Possible Bad Integer Output in Checkpointing

Open LSchwiebert opened this issue 5 years ago • 2 comments

Describe the bug

The checkpoint code uses a union structure for binary output of the integer values used for a checkpoint. This union structure is pairing a 32-bit unsigned integer with an 8-byte character array, but a 32-bit integer is only 4 bytes. So, four bytes of this union are not initialized properly and whatever values were stored before are written.

To Reproduce

Any test where the config file specifies a checkpoint file will experience this. If the data in these four bytes happens to be zero, things will work properly but there is no guarantee that things will work correctly since these bytes are never initialized.

Expected behavior

We should output and input the correct number of bytes for the union.

Screenshots

N/A

Input files

Any example that includes checkpointing will be fine.

Please complete the following information:

Version 2.70, development branch but the bug probably exists in several releases.

Additional context

I don't think we need to output ints in binary like we do with double precision numbers, because there are no precision issues. However, if we want to do this then we should at least match the sizes. If we want to maintain compatibility then we should change the integer value in the union to a 64-bit integer. The other option is to change the union to 32 bits and pair it with a 4-byte character array. We would need another union for ulong values like step.
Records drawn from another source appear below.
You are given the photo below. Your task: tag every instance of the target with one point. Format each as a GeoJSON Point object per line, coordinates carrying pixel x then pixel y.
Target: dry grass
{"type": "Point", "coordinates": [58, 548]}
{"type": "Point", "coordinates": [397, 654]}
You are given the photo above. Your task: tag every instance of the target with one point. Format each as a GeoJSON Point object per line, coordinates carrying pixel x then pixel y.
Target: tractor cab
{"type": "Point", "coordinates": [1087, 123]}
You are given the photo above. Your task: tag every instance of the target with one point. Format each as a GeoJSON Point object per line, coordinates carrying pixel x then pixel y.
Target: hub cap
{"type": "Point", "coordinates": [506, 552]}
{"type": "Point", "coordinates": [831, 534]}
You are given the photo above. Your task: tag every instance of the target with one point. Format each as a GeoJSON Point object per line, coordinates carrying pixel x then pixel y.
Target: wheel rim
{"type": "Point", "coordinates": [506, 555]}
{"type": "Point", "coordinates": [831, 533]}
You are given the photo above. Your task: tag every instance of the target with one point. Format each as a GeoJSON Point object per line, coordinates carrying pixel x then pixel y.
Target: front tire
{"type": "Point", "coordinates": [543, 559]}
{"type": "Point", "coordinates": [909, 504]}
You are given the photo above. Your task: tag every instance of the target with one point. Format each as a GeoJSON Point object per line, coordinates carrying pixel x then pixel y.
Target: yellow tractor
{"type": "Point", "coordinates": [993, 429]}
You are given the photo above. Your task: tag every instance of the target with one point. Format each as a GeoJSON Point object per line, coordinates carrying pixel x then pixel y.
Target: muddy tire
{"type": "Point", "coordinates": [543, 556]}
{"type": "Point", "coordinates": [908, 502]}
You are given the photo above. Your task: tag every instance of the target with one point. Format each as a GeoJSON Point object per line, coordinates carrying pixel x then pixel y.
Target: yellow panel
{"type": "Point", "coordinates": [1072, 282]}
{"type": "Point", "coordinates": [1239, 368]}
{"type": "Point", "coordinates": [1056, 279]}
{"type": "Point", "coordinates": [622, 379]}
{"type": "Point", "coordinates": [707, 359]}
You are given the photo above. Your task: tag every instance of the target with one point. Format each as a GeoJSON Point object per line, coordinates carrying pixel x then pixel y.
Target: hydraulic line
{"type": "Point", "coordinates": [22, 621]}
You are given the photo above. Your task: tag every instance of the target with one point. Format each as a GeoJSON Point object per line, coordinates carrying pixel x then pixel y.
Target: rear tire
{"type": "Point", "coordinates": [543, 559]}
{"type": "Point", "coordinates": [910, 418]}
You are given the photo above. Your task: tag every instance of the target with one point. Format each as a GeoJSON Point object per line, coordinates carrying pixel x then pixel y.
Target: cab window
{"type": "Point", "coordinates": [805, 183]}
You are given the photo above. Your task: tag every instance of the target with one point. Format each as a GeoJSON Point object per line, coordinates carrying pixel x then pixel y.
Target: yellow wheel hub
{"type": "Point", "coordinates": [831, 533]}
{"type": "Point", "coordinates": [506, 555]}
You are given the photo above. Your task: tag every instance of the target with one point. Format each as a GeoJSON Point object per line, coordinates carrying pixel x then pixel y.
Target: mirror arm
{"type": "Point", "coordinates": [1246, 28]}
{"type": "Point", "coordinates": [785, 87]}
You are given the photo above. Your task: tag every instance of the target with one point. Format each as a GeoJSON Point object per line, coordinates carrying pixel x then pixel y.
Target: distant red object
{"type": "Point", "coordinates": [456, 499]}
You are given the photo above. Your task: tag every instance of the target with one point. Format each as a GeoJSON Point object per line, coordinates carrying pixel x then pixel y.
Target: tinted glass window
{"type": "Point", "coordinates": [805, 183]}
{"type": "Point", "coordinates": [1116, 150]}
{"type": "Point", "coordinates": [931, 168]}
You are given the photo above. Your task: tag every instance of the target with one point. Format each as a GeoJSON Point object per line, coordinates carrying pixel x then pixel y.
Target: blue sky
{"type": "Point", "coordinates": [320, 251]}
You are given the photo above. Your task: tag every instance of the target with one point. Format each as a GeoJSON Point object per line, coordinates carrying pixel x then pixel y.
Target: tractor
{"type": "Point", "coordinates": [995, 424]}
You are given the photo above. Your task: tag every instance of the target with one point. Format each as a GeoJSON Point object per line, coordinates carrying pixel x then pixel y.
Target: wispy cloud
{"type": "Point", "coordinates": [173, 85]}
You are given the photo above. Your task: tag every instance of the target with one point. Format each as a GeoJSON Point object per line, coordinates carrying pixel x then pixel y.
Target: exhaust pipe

I can create the patch once we agree on how we should fix this.

LSchwiebert avatar Nov 07 '20 02:11 LSchwiebert

@jpotoff, @LSchwiebert suggested a good way of handling integer outputs to a binary file, however, the function (htonl) only supports 32 bits integers. That means the checkpoint output will support step numbers up to 4,294,967,295 . Would that be okay? Will there be any case where someone would run the simulation longer than that?

GOMC-WSU avatar Nov 12 '20 21:11 GOMC-WSU

In the interests of documenting the ideas that Younes and I developed while discussing how to resolve this, here are the details. We are proposing to update the checkpoint format to output multi-byte integers using the same technique that the TCP/IP protocols output multi-byte integers, using functions such as htonl to output the integers in a standard network byte order. When these integers are read in from a checkpoint file, the opposite function of ntohl is used to convert from network to host byte order. In this way, checkpoint files will be portable across platforms and processors.

In order to load checkpoint files generated with the existing format as well as the new format, we will output an encoded version number at the beginning of the checkpoint file, such as $2.71$ or @2.71@ or $version 2.71 and test this first byte. This not only allows the code to distinguish older checkpoint files from the ones using this new format, but it also offers a forward path for any future changes. So, any future changes to the checkpoint format could be accommodated by changing this version number to the latest version number and loading the data in this new format based on the version number value.

The easiest way to support both formats seems to be to write member functions in the current CheckpointSetup class with an additional parameter, the version number. Then we have both with no overloading and based on reading the first byte, call one set of functions or the other. (The CheckpointOutput class can be changed to the new format without saving the old format.)

LSchwiebert avatar Nov 13 '20 00:11 LSchwiebert